Since well before the company took to public markets, Recursion Co-founder and CEO Christopher Gibson has acknowledged the importance of narrative:

“I’m a scientist. But learning to tell the story of Recursion, to share a truthful narrative that highlights the potential of our company, was one of the most important things I could do as CEO.”

The company was also prepared with a versatile-yet-consistent, and context-specific, narrative.

Chris again: “To get people excited and across the line, we didn’t have to tell the whole story. We could tell a higher-level overview about drug discovery. We simplified the story the first time, and were ready to peel back the onion as people were more and more interested.”

This even applied to tactics like social media to drive results, where he “imagined that it would help us hire…but I’ve been surprised [by] influential people in the industry…talking about how we’re one of the most innovative startups due to our culture [and other factors you’d find only in social feeds].”

Without a product in the market, narrative can be the most valuable asset you have nailing the story with appropriate resolution to the right target when it matters.

Speak The Truth

In your ambition you may be tempted to build a story that stretches beyond your ability to solve scientific and engineering risk. We know how this can end. In this respect, the language that you use is critical to ensuring a truthful story that brings people along.

A good example is Commonwealth Fusion Systems (CFS), a developer of tokamak-based nuclear fusion technology, which talks about its product more as “strong potential” than a guarantee.

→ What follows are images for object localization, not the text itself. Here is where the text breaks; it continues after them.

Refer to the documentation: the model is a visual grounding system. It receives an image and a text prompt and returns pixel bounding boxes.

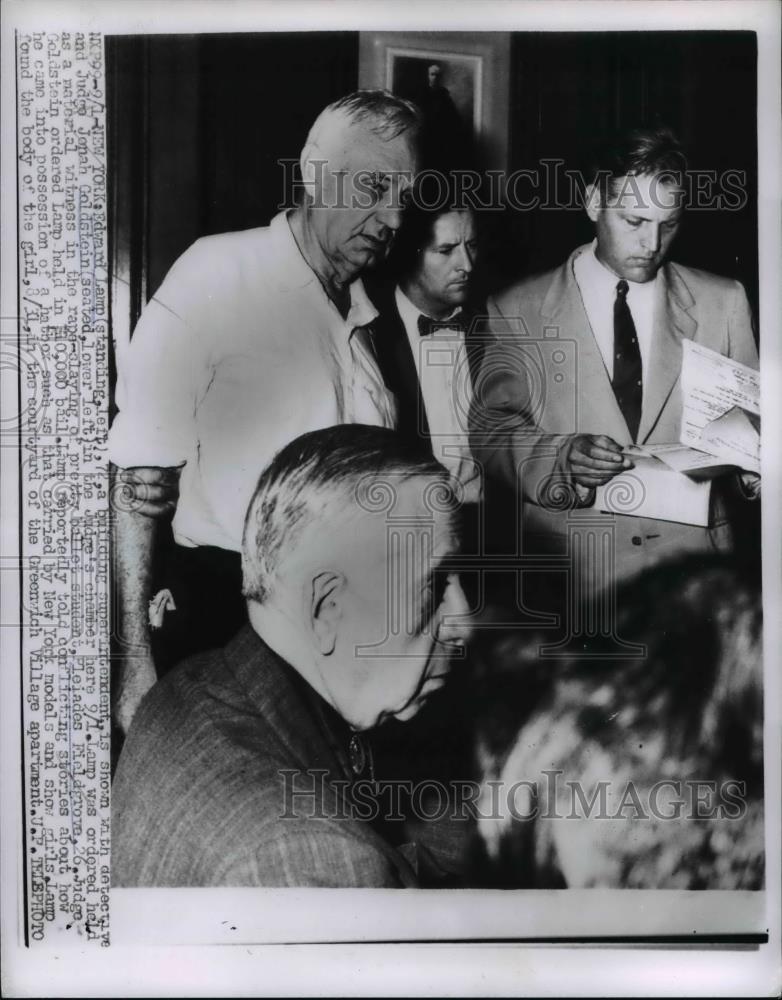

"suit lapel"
[638,263,697,443]
[545,249,631,444]
[367,283,431,443]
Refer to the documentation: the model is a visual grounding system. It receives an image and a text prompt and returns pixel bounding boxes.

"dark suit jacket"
[367,279,485,452]
[471,247,758,589]
[111,626,419,887]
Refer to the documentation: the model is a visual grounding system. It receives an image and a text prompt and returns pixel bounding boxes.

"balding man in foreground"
[109,91,422,731]
[111,426,472,887]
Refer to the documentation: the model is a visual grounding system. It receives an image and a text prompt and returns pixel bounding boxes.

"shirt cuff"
[107,413,190,470]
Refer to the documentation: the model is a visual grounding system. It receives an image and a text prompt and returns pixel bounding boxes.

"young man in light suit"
[471,126,759,600]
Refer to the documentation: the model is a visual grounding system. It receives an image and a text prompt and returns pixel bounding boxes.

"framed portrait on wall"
[386,46,482,131]
[359,31,510,171]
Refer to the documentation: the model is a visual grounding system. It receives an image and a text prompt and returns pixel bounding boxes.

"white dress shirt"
[394,286,481,502]
[109,211,396,551]
[573,240,658,389]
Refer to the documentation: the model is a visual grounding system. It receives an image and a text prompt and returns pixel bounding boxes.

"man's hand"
[564,434,633,488]
[738,471,761,500]
[115,465,182,519]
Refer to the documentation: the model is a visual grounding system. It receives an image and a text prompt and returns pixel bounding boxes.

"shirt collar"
[270,211,378,330]
[346,273,378,331]
[395,284,460,333]
[582,239,659,302]
[268,210,318,291]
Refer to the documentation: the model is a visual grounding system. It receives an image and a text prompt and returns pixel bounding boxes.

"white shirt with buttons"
[394,286,481,503]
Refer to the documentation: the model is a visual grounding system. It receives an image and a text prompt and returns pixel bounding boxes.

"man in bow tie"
[368,188,485,503]
[471,125,759,598]
[111,425,472,888]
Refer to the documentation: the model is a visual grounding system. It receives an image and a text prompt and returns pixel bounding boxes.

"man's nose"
[641,223,661,253]
[376,189,407,233]
[377,205,403,233]
[456,244,474,274]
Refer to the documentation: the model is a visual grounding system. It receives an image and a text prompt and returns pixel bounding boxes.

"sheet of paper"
[699,406,761,475]
[595,454,711,526]
[625,443,739,477]
[680,340,759,453]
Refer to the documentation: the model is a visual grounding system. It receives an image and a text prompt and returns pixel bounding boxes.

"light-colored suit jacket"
[470,245,758,591]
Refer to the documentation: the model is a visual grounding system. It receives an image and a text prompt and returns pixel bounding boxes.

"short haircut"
[473,555,764,889]
[388,173,480,280]
[590,125,688,203]
[304,89,422,152]
[242,425,454,605]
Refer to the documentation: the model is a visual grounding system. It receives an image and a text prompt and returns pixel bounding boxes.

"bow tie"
[417,310,466,337]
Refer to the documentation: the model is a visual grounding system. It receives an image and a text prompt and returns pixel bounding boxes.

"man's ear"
[300,144,316,192]
[584,182,602,224]
[300,144,327,204]
[311,570,344,656]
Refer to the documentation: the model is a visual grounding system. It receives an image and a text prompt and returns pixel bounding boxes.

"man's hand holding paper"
[563,434,634,489]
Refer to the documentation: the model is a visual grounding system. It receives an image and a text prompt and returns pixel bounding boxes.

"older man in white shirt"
[110,91,421,733]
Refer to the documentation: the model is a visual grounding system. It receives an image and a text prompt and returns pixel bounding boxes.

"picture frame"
[359,31,511,171]
[386,46,483,131]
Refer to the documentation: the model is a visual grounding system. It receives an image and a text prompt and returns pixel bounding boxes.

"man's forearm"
[113,505,156,650]
[474,424,592,510]
[111,490,160,733]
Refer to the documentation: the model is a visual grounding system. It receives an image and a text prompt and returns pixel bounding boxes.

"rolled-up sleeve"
[108,242,212,469]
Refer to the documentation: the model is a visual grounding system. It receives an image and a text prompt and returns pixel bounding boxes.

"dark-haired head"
[589,124,688,204]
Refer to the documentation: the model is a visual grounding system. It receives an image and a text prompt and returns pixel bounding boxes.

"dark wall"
[497,32,758,314]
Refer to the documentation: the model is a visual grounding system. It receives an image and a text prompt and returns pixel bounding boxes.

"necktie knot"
[616,279,629,300]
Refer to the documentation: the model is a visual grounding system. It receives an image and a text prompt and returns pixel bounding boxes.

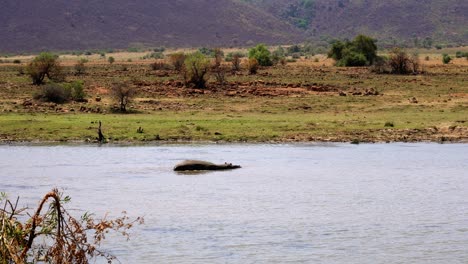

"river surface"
[0,143,467,263]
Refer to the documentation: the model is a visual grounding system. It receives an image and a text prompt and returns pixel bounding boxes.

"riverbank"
[0,51,467,143]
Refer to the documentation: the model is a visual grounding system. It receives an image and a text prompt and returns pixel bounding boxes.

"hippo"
[173,160,241,171]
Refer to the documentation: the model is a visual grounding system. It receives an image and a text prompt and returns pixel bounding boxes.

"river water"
[0,143,467,263]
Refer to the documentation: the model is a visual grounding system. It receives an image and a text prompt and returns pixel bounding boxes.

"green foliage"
[337,51,367,67]
[12,59,21,64]
[328,35,377,66]
[442,54,452,64]
[455,51,468,58]
[248,44,272,66]
[183,52,210,88]
[64,80,86,102]
[108,56,115,64]
[26,52,64,85]
[199,47,215,57]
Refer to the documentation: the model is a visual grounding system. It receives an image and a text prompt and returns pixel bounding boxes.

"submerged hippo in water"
[174,160,241,171]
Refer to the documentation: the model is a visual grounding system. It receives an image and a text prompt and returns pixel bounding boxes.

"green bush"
[338,52,367,67]
[442,54,452,64]
[108,56,115,64]
[64,80,86,102]
[248,44,272,66]
[183,52,210,88]
[328,35,377,66]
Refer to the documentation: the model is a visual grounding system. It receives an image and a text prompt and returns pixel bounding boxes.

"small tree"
[169,52,186,72]
[108,56,115,64]
[26,52,64,85]
[248,44,273,66]
[111,83,135,112]
[183,52,210,88]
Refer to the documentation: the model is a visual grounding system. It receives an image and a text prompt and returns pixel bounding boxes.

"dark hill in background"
[0,0,301,53]
[247,0,468,46]
[0,0,467,53]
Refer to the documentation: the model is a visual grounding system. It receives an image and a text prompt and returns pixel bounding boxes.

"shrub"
[26,52,64,85]
[35,83,71,104]
[387,48,419,74]
[64,80,86,102]
[111,82,135,112]
[74,58,87,75]
[231,53,242,72]
[169,52,186,72]
[108,56,115,64]
[13,59,21,64]
[271,47,286,65]
[328,35,377,66]
[247,58,259,75]
[337,51,367,67]
[225,52,245,62]
[183,52,210,88]
[384,121,395,127]
[442,54,452,64]
[212,65,228,85]
[248,44,272,66]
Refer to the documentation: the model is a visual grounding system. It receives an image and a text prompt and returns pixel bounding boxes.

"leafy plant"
[183,52,210,88]
[248,44,272,66]
[442,54,452,64]
[328,35,377,66]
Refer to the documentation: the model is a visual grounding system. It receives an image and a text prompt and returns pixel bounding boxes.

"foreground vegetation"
[0,189,143,263]
[0,45,467,143]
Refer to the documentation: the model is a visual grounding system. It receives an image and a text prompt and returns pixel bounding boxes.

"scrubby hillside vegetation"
[0,0,466,53]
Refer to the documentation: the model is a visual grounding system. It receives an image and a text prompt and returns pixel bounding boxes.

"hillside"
[0,0,301,53]
[246,0,468,46]
[0,0,467,53]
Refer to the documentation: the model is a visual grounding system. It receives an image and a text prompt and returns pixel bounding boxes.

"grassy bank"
[0,50,467,143]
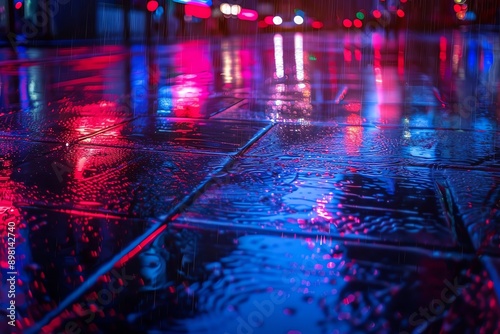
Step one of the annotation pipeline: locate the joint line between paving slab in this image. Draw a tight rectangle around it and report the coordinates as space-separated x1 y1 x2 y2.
25 121 275 333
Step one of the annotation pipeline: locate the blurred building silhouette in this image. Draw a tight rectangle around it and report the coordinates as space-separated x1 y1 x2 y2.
0 0 498 44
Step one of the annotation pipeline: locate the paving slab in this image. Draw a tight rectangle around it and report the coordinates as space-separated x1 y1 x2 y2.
0 101 135 143
0 29 499 334
0 205 158 333
444 169 500 256
24 225 499 334
10 145 228 219
84 117 271 154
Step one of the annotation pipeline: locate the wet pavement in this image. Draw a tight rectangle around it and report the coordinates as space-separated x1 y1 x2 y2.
0 29 499 334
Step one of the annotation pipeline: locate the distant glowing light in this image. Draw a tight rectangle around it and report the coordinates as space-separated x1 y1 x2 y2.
172 0 212 4
154 6 164 17
456 11 466 20
295 9 305 17
264 16 274 25
185 4 211 19
15 2 22 10
465 11 476 20
220 3 231 15
147 1 159 12
400 0 407 3
373 10 382 19
453 4 462 12
294 15 304 25
454 0 466 3
343 19 352 28
238 8 258 21
353 19 363 28
230 4 241 16
273 16 283 25
396 9 405 18
311 21 324 29
356 12 365 20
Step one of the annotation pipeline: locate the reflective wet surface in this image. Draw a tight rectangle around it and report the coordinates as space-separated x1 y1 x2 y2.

Founded in 2018 and as of 2024, the headline on its website describes the work as “the surest path to limitless, clean fusion energy.” The “path” is emerging: nuclear fusion that generates more energy output than its input was demonstrated in December 2022. CFS has raised over $2 billion from both investors and the federal government to date, and CEO Bob Mumgaard striking the right balance is to thank for it.

This ultimately requires being honest with yourself in order to be honest with others.

You’re Not Alone

The biggest challenges in the world — climate change adaptation, addressing labor shortages with robotics and automation, and much more — increasingly require deep tech innovation, and establishing and scaling a company that brings the tech to market is hard work.

While you may have a PhD in a scientific field, you may not be a story expert — and crafting a full-stack narrative deployable across your company is not as simple as it may appear. The good news is that there are a number of talented agencies and experts — positioning, communications, brand, growth, media, and more — ready to help.

Deep tech companies securing this type of assistance have been rewarded, time and again. In 1961, IBM hired design visionaries Charles and Ray Eames to curate its pavilion for the 1964 New York World’s Fair. Their exhibition was intended to simultaneously elevate computers’ positive impact in the world while downplaying their threats. Their target buyers were largely government and business, and still the company found itself simplifying the story for all fairgoers. The Eameses nailed the narratives of computers’ potential, solving “issues both commonplace and complex — from organizing the seating chart for a dinner party to city planning.”

The earlier in your journey you focus on your narrative needs, the earlier you will be able to deploy them in service of your growth. Your business, and our world, will both benefit.